Page 1 of 1

Building a search engine

Posted: Mon Aug 24, 2009 8:49 am
by dalkin
I'm not even sure if this is the place to post but within the auspices of the OnRev hosting setup, is there any way of building a search engine? If the answer is "Yes", is there a published project head-start?

Regards to all.

Posted: Mon Aug 24, 2009 11:12 am
by BvG
It's possible. However, to me the question is more in the direction of "why???". Making a search engine is not only hard work, sooner or later you need a dedicated server (respectively a dozen of server farms). Does google suck so much in your eyes?

Posted: Tue Aug 25, 2009 1:18 am
by dalkin
Hi. Not so much that Google sucks, it's more a case of they charge $100 per site. It doesn't take many sites to incur a big chunk of profit.

Re: Building a search engine

Posted: Fri Nov 27, 2009 6:20 pm
by mcgrath3
Google business search costs $100.

But site:yoursitehere.com yoursearchhere -dontsearchthis works for free.

site:lazyriversoftware.com software -quartz

So, a simple search function that puts "site:" & "the site name" with the search term and don't search terms should be easy to do. And still make use of googles hard working algorithms etc.


HTHs

Tom

Re: Building a search engine

Posted: Mon Dec 14, 2009 7:35 am
by sturgis
Doubt its what you'd want but this is interesting. http://www.google.com/enterprise/search/gsa.html and of course theres the mini also.

Also, while i'm sure it's possible to roll your own rev crawler, there are already open source solutions available that might do what you need. I've never used the scripts themselves, but there seem to be quite a few php based crawlers out there. If nothing else, if you decide to roll your own, the php scripts might give some insight.

Re: Building a search engine

Posted: Wed Jan 20, 2010 8:20 am
by calieigh
Hi.
Can I have list of some good php based crawler which are good according to your experience ?

Re: Building a search engine

Posted: Wed Jan 20, 2010 4:30 pm
by sturgis
I've never actually used any of them, just googled to see wat was out there. You might look on devshed, also hotscripts as well as googling for php search engine and php crawler. Then experiment with what you find to see if there is anything that matches your needs. THe last time I used a home grown search engine it was for a relatively small local site and used ingres as a back end. I don't even remember the name of the engine itself or what language it was in. Its been 12 years or so since then. I'm sure things have improved greatly in the meantime.

Edit: My mistake, it used GDBM, heres a link to the search engine. http://harvest.sourceforge.net/harvest/doc/index.html From what I recall from way back then, setup was a real bear, but once it was working, it was really good. As I said above tho, its been over 12 years so my memory is almost nil at this point. Hard to remember breakfast much less that far back.

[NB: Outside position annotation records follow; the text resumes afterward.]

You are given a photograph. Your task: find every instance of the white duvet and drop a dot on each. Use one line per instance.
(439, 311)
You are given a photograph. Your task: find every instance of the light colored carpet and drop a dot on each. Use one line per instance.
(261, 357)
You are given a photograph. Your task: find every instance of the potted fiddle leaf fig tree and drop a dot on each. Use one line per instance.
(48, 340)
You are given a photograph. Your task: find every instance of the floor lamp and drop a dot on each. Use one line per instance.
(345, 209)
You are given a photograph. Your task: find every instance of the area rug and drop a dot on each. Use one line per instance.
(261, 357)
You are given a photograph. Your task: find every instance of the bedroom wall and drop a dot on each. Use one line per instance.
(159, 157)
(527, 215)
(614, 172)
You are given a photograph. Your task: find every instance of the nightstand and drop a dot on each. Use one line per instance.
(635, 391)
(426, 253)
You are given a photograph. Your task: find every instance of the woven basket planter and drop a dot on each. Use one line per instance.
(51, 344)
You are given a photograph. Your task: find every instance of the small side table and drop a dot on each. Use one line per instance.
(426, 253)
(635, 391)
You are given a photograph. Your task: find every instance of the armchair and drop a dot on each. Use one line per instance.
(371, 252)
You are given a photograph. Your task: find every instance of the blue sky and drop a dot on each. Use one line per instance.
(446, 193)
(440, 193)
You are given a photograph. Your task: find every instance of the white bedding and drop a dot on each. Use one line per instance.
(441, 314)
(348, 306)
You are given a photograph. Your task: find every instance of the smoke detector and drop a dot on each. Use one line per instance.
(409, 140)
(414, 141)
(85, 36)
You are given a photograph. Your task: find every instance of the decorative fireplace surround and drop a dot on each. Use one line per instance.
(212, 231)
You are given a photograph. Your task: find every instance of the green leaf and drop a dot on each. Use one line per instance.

Re: Building a search engine

Posted: Wed Jan 20, 2010 5:39 pm
by FourthWorld
FWIW I use Atomz.com at my site. They have a free option which is quite useful for most sites with a reasonable number of pages.

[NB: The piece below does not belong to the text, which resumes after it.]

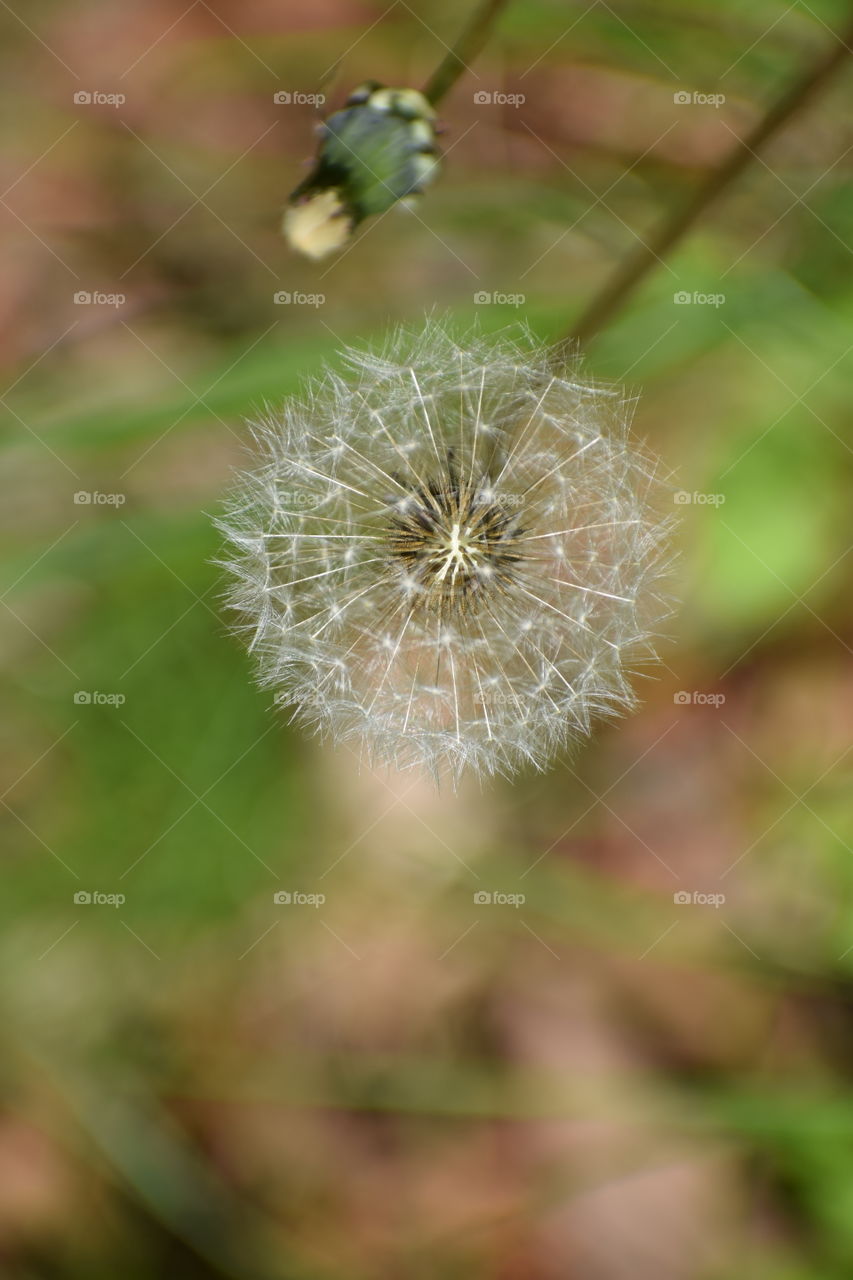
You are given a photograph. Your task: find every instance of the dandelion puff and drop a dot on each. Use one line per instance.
(451, 556)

I've built a couple search engines for desktop apps, and like BvG says it's a lot of work. In my case it was necessary because we have unusual data which needs to be handled in unusual ways, but I wouldn't recommend writing one from scratch unless you absolutely need to; the time required is often better spent on other features.

That said, if you have unique needs that can only be addressed by a custom solution, it may be helpful to keep this old programmer's adage in mind: "Show me your data structures and I'll show you your algorithm".

Decide up front what you need to accomplish with your SE, then design the data structures you'll need to make that happen. Once you have that figured out you'll be in a good position to work through the tedious details of indexing and retrieving that data store.

This article provides some background on the Google engine, which may provide some good ideas for your own:
http://infolab.stanford.edu/~backrub/google.html